Still, the corporeality, of touch... I had a sweet session, and it helps on some level - a miracle every time - but does it? It isn't cheap, it's profound, necessary, rare, in private, on my own, once in a day. But it isn't the same as seeing you, touching you.
I peeked at nudes Stieglitz took of his Georgia, with her supposed "masculine beauty." Is it that? She has full beautiful breasts. But yes, she is (it seems) tall, slim-hipped, athletic... a Diana, exemplar of an American ideal of female beauty, that overtook all others, around that era too (nineteen-teens and twenties) as a Met Museum exhibit a couple of years ago, sponsored by Vogue, made clear - not a French, or Slavic Venus...

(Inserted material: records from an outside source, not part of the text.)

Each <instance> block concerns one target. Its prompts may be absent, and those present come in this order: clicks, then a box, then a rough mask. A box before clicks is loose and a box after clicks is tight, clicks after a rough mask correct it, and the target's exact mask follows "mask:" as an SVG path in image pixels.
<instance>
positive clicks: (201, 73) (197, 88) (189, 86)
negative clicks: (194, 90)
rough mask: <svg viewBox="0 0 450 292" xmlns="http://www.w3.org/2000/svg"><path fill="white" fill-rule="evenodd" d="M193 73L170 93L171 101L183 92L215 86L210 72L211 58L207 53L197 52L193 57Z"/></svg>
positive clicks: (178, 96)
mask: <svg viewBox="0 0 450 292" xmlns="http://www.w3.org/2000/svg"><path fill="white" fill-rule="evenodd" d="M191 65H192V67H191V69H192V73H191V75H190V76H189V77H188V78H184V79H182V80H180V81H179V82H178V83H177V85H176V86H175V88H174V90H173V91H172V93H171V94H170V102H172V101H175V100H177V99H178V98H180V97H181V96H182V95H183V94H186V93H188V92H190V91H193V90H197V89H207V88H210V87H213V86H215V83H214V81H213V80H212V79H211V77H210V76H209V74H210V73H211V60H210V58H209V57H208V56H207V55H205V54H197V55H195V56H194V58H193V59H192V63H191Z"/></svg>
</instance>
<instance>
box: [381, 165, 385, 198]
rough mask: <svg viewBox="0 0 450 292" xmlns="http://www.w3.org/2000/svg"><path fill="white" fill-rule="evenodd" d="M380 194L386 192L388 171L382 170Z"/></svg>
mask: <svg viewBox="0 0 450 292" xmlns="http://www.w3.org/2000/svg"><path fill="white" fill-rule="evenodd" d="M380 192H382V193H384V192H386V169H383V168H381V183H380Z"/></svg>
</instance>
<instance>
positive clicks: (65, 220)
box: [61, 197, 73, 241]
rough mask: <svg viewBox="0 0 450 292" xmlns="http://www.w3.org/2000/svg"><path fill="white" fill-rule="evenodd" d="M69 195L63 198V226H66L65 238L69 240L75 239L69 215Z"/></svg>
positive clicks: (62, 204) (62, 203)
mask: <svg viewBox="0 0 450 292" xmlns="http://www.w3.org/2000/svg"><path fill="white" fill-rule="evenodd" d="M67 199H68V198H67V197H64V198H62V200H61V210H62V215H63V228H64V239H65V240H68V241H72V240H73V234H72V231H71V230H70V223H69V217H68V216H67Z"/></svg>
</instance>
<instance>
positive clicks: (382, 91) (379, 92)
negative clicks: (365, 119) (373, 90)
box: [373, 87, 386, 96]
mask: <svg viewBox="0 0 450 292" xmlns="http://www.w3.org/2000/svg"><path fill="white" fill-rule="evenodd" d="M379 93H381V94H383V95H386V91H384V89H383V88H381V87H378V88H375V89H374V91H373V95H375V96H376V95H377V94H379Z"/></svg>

When I was young, gaining an education, I felt myself to be an individualist. I didn't understand culture, didn't really grasp it, though I was immersed in it, whether I was aware of it or not. I remember being at my aunt's house, as a fairly young girl, maybe getting a little older - preteen maybe? I don't know. Her house was filled with the children (scattered invisibly to rafters & basements) and guests of her generation, who'd been through the war. And their ethos prevailed. They had been through so much - I felt, somehow as I regarded the buzz in the living room -- all these relics who professed to have some recollection of me as a newborn -- that they had nothing to say to me, not really, that the challenges I would have to face, I'd have to face == well, they were done - they weren't interested in the subsequent generation, they were involved with themselves
and I wasn't going to be able, I desperately sensed, to gain any kind of credible guidance from them, for all they'd been through (and that evening there was even a woman there with a concentration camp number tattoed on her arm - the only time in my life I've ever seen that in person - and I was horrified, and impressed) -- but I also knew that that was all behind, that whatever was going to happen to me, become of me -- it was all forward of me, ahead, and here on this soil -- and there wasn't really much that that generation could help me with, even if they wanted to
And so -- yeah, kid, I don't like that fake music either
And you probably wouldn't like who I like now - which is Patti Smith -- at least at the Met Museum (ha! that's irony, isn't it - so she's officially entered the portals of that pantheon)
So kid - can I help you? Not really. But - I'd like to know - what is it that you would like to listen to?